Start with the High Line: a former railroad turned park, this is one of the city’s biggest success stories of recent years. Jog above the traffic and past ongoing redevelopment until you reach steps down. Turn right, pass the Whitney Museum of American Art and carefully cross busy West Street to get to the Hudson River Park. From here it’s south all the way, past the old piers, with the soaring One World Trade Center looming ahead.
Leave it behind as an earlier symbol of the city, indeed of the whole US, comes into view when you arrive in Battery Park – the Statue of Liberty.
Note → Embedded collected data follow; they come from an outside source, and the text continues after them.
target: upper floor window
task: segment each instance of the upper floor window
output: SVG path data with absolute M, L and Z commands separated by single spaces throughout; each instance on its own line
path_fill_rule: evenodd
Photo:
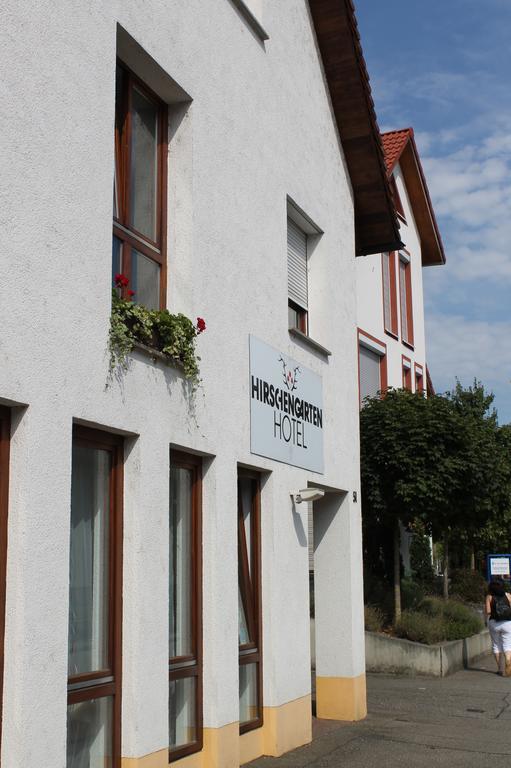
M 387 333 L 398 335 L 397 327 L 397 289 L 396 289 L 396 254 L 382 253 L 383 274 L 383 318 Z
M 363 331 L 358 332 L 360 406 L 366 397 L 377 397 L 387 389 L 387 347 Z
M 408 389 L 410 392 L 412 391 L 412 362 L 409 357 L 405 357 L 402 355 L 402 366 L 403 366 L 403 389 Z
M 401 303 L 401 336 L 413 347 L 412 271 L 409 257 L 399 254 L 399 299 Z
M 307 276 L 307 234 L 287 219 L 287 290 L 290 328 L 307 333 L 309 286 Z
M 165 306 L 166 181 L 167 107 L 118 64 L 112 275 L 150 309 Z
M 415 363 L 415 391 L 424 392 L 424 369 L 422 365 Z
M 394 176 L 391 176 L 389 179 L 390 188 L 392 190 L 392 197 L 394 198 L 394 205 L 396 206 L 396 211 L 401 216 L 402 219 L 405 219 L 405 210 L 403 208 L 403 203 L 401 202 L 401 198 L 399 196 L 399 192 L 397 189 L 397 184 Z

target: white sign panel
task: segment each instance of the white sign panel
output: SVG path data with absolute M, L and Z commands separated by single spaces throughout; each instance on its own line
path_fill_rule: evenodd
M 491 576 L 509 576 L 509 557 L 490 557 Z
M 321 376 L 250 336 L 250 450 L 323 472 Z

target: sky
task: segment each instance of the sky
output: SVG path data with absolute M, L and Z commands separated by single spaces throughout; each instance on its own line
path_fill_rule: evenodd
M 511 0 L 355 0 L 382 131 L 412 126 L 447 257 L 423 270 L 437 392 L 511 422 Z

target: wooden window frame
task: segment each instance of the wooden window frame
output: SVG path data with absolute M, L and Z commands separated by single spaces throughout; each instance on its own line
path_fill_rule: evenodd
M 67 703 L 78 704 L 90 699 L 113 698 L 112 707 L 112 768 L 121 766 L 121 693 L 122 693 L 122 543 L 123 543 L 123 467 L 124 440 L 122 437 L 73 426 L 75 445 L 105 450 L 110 453 L 109 482 L 109 573 L 108 573 L 108 657 L 109 669 L 68 677 Z M 111 676 L 113 680 L 103 682 Z M 97 680 L 97 683 L 94 683 Z M 69 690 L 70 686 L 83 683 L 83 687 Z M 90 685 L 87 685 L 90 683 Z
M 251 510 L 251 542 L 250 553 L 252 566 L 252 585 L 248 586 L 250 576 L 248 571 L 245 523 L 240 499 L 241 478 L 251 480 L 254 484 Z M 248 733 L 263 725 L 263 649 L 262 649 L 262 600 L 261 600 L 261 476 L 242 467 L 237 474 L 238 499 L 238 583 L 241 599 L 245 608 L 249 637 L 254 638 L 239 646 L 239 666 L 257 664 L 257 708 L 259 715 L 254 720 L 240 723 L 240 734 Z M 247 583 L 248 580 L 248 583 Z M 247 588 L 248 587 L 248 588 Z
M 304 309 L 303 307 L 300 307 L 299 304 L 296 304 L 292 299 L 287 300 L 287 305 L 290 309 L 293 310 L 293 312 L 296 312 L 296 319 L 297 324 L 290 326 L 291 329 L 298 329 L 302 333 L 304 333 L 306 336 L 309 335 L 309 312 L 307 309 Z
M 188 677 L 196 679 L 195 722 L 197 740 L 176 749 L 169 748 L 169 762 L 200 752 L 203 735 L 203 633 L 202 633 L 202 457 L 184 451 L 170 451 L 170 465 L 188 469 L 193 475 L 192 486 L 192 639 L 195 653 L 169 657 L 169 683 Z M 169 477 L 170 480 L 170 477 Z M 169 510 L 170 513 L 170 510 Z M 169 521 L 170 522 L 170 521 Z M 170 594 L 169 594 L 170 601 Z M 170 602 L 169 602 L 170 605 Z M 190 664 L 190 662 L 194 662 Z M 186 664 L 187 666 L 183 666 Z
M 2 742 L 2 700 L 4 682 L 5 595 L 7 576 L 7 519 L 9 508 L 9 454 L 11 411 L 0 405 L 0 746 Z
M 115 105 L 114 173 L 118 179 L 118 217 L 113 217 L 113 234 L 122 242 L 120 271 L 131 282 L 131 249 L 135 248 L 160 267 L 160 309 L 165 309 L 167 296 L 167 157 L 168 157 L 168 107 L 124 62 L 117 59 L 117 67 L 123 71 L 122 103 Z M 158 107 L 158 162 L 157 162 L 157 212 L 156 240 L 138 232 L 129 223 L 130 209 L 130 159 L 131 159 L 131 102 L 133 88 Z M 121 288 L 121 295 L 128 298 L 130 286 Z
M 381 339 L 377 339 L 376 336 L 372 336 L 370 333 L 367 333 L 366 331 L 363 331 L 361 328 L 357 328 L 357 371 L 358 371 L 358 402 L 360 408 L 362 408 L 362 392 L 360 387 L 360 347 L 364 346 L 364 339 L 369 339 L 370 341 L 375 342 L 376 344 L 379 344 L 381 347 L 384 347 L 385 352 L 382 354 L 379 354 L 376 349 L 372 349 L 370 346 L 367 347 L 369 351 L 374 352 L 376 355 L 379 355 L 380 357 L 380 392 L 381 397 L 385 397 L 385 392 L 388 389 L 388 370 L 387 370 L 387 345 L 384 341 L 381 341 Z
M 399 258 L 399 301 L 401 304 L 401 319 L 403 317 L 403 307 L 406 310 L 406 324 L 407 324 L 407 335 L 405 336 L 403 331 L 403 323 L 401 322 L 401 340 L 403 344 L 405 344 L 407 347 L 410 347 L 410 349 L 414 349 L 414 331 L 413 331 L 413 301 L 412 301 L 412 264 L 410 261 L 410 254 L 408 251 L 403 250 L 403 255 L 406 255 L 406 258 L 402 258 L 400 256 Z M 401 265 L 404 267 L 404 275 L 405 275 L 405 288 L 404 288 L 404 296 L 403 291 L 401 287 Z
M 392 191 L 392 197 L 394 199 L 394 207 L 396 209 L 396 213 L 406 224 L 405 209 L 403 208 L 403 201 L 401 200 L 401 195 L 399 194 L 394 174 L 390 176 L 389 184 Z
M 415 391 L 424 392 L 424 366 L 414 363 L 413 372 L 415 379 Z
M 390 304 L 390 328 L 387 327 L 387 320 L 385 317 L 385 258 L 389 262 L 389 304 Z M 398 324 L 398 311 L 397 311 L 397 286 L 396 286 L 396 252 L 389 251 L 388 253 L 382 253 L 381 255 L 381 272 L 382 272 L 382 297 L 383 297 L 383 327 L 385 333 L 392 336 L 394 339 L 399 339 L 399 324 Z
M 408 365 L 405 365 L 405 362 Z M 401 370 L 403 375 L 403 389 L 413 392 L 412 387 L 412 361 L 406 355 L 401 355 Z

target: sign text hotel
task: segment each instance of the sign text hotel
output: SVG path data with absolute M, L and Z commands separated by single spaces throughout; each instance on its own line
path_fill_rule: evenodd
M 250 450 L 323 472 L 321 377 L 250 336 Z

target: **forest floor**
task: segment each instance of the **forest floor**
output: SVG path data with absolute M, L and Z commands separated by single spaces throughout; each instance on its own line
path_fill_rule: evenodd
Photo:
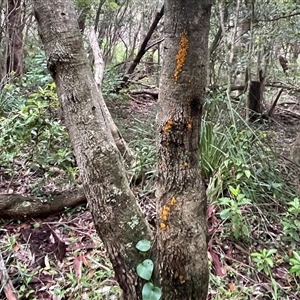
M 112 115 L 117 116 L 117 125 L 126 124 L 121 128 L 127 140 L 135 137 L 137 131 L 134 128 L 140 124 L 154 124 L 155 101 L 138 99 L 111 102 L 109 106 Z M 274 140 L 283 157 L 288 155 L 297 132 L 298 111 L 298 104 L 294 102 L 288 107 L 280 104 L 275 111 L 272 130 L 276 132 Z M 139 134 L 143 132 L 139 131 Z M 148 138 L 154 141 L 154 134 L 150 133 Z M 289 159 L 284 161 L 289 163 Z M 1 176 L 0 193 L 13 191 L 24 194 L 30 190 L 30 178 L 34 180 L 35 177 L 28 176 L 24 170 L 9 181 Z M 150 189 L 153 189 L 153 183 Z M 141 198 L 144 212 L 149 217 L 155 210 L 154 194 L 143 193 L 140 187 L 133 187 L 133 191 L 137 198 Z M 211 268 L 208 299 L 300 299 L 300 280 L 289 274 L 289 265 L 282 259 L 283 255 L 276 254 L 274 257 L 270 276 L 259 272 L 249 262 L 249 257 L 250 253 L 267 247 L 263 240 L 246 245 L 242 240 L 226 236 L 222 231 L 223 220 L 213 207 L 208 210 L 208 221 L 212 237 L 208 247 Z M 0 249 L 18 299 L 120 298 L 120 289 L 87 207 L 66 209 L 64 213 L 47 219 L 26 222 L 0 220 L 0 224 Z M 273 241 L 276 247 L 281 233 L 278 220 L 278 223 L 270 222 L 265 232 L 260 234 Z M 288 243 L 281 244 L 280 248 L 289 255 Z M 6 299 L 3 290 L 0 299 Z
A sprint to the finish ends up by the almost-as-iconic Staten Island Ferry and the subway station.
Start/Finish: 34 St–Hudson Yards subway station (7 line)/South Ferry subway station (1 line).
Distance: 5 miles.
Why? To see how New York constantly reinvents itself, and to catch a view of Lady Liberty.
When? Early morning to avoid High Line crowds (it opens at 7am) or sunset.
Watch out for: Crowds on the High Line.
5. Roosevelt Island Loop
For a very different NYC experience you can’t beat Roosevelt Island. Sitting pretty in the East River, you can take an aerial tramway to get here and that’s just the start of the fun you’ll have on this run.
A path follows virtually the whole edge of the island – once home to several hospitals but now a quiet residential neighborhood – dipping under the Queensboro Bridge and offering spectacular views of Midtown. Head to the lighthouse at the northern tip before looping back to where you started.
Start/Finish: Tramway from Tramway Plaza East 59 St (or Roosevelt Island subway station; F line).
Distance: 4 miles.
Why? For a quiet run and unusual views (and the cool tramway).
When? Any time.
Watch out for: Where you’re going when distracted by the views.
6. Riverside Park to Washington Heights
Beginning at West 72 St and continuing as far north as the very top of Manhattan island, the Hudson River Greenway path is a long, thin, waterside runner’s delight. Heading through Riverside Park and Washington Heights, there are plenty of minor sights along this route (a fort and a lighthouse included), playgrounds and outdoor rec grounds enjoyed by locals and, making a suitable finish line if you need one, the Met Cloisters, a branch of the Metropolitan Museum of Art focusing on medieval European art.
Start/Finish: 72 St–Broadway subway station (1, 2, 3 lines)/wherever (possibly 190 St subway station).
Distance: Who’s counting? (if you are, it’s around 7 miles from East 72 St to the Cloisters).
Why? Green spaces and local life.
When? Any time.
Watch out for: Some sections sit next to heavily trafficked roads.